Álvaro Urbano: The Quadrennial was hosted in a building from the fascist era, so we wanted to counterbalance that history and our first thought was to bring those gigantic flowers that had personal resonances. For visitors, climbing the steps under those flowers was also a very cinematic experience.

Each flower was a different symbol and had a date, the date in which we gave ourselves that particular flower, a simple personal gesture that we wanted to make universal. The installation was also an upside-down garden and a bouquet for everyone.

Petrit Halilaj: The idea was bringing generosity into the times we live in: in every place where we displayed flowers, they had a specific purpose, and in Italy it was very specific.

Petrit Halilaj & Álvaro Urbano , view of their studio, Berlin, 2023.

Petrit Halilaj & Álvaro Urbano , view of their studio, Berlin, 2023. Courtesy of the artists, TBA21–Academy and Audemars Piguet. Photo:Agustin Farias.

I’m curious to know what you think of the current debate on monuments that have contestable cultural affiliations, since you work in buildings with an often-problematic historical legacy, transforming their spaces with positive proposals. Doing this is more difficult when dealing with monuments.
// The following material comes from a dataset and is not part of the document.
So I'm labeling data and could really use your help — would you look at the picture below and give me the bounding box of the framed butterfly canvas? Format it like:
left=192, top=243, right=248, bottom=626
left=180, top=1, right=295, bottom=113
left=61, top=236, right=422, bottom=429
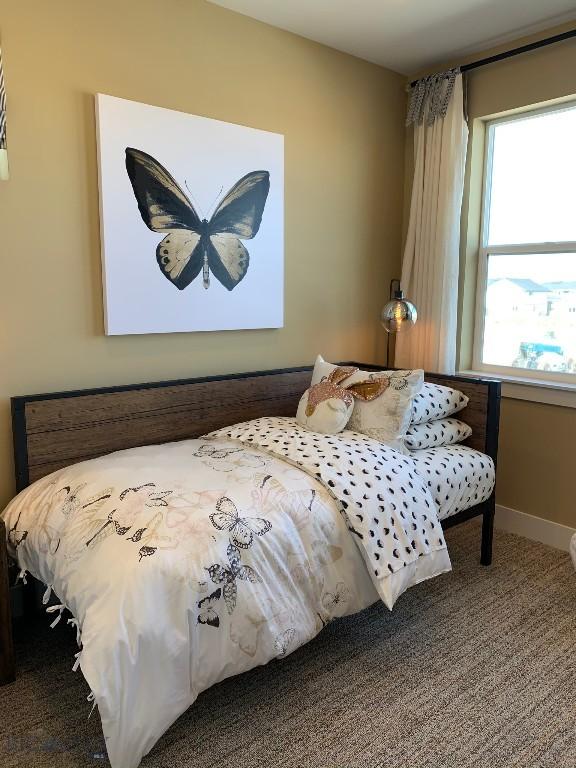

Álvaro Urbano: I think it’s dangerous to generalize with a single answer, each case should have a different one. A friend of ours formulated the proposal to change new monuments cyclically, as is already happening in London for example. I find this to be a generous way of approaching public space. It’s not about imposing an idea but proposing change.

Finally, what will happen to Ocean Space during the months of the exhibition?

Petrit Halilaj: Every month our creatures will be activated by Venetian musicians who will improvise with the installation. After closing in Venice, the project will live in new contexts with new adaptations in museums and theatres. We’re really excited about some invitations we’re already receiving, but we can’t really reveal anything as for now.

I think this may also answer your question about monuments. The same work will meet different musicians and communities, and while maintaining its original meaning, it will raise different questions and relate to different presents.

Álvaro Urbano: Yes, what we are interested in is generating synergies and energies in different cities, and seeing how much this will also change the work itself.

Petrit Halilaj and Alvaro Urbano, Portrait

Petrit Halilaj and Alvaro Urbano, Portrait | Photo by Angela Suarez, Berlin, 2021.

Info and insights

Lunar Ensemble for Uprising Seas, 2023: Petrit Halilaj & Alvaro Urbano – Petrit Halilaj – Álvaro Urbano – until 5th November 2023

info: https://www.ocean-space.org/it/mostre/s-fattal-p-halilaj-a-urbano-thus-waves-come-in-pairs

Petrit Halilaj (born 1986, Kosovo) and Álvaro Urbano (born 1983, Spain) are two visual artists based in Berlin. Working mostly individually, their common practice combines specific aspects of each artist’s interests and integrates the other’s research. Their joint production reflects on the dichotomy between built environments and nature, and on the possibilities of negotiation between these two realities; it is the inhabitants who occupy these liminal spaces that arouse particular interest in the two artists. Halilaj and Urbano participated together in artistic residencies at the MAK Residency in Los Angeles (2016-2017) and at Villa Romana, Florence (2014) among others.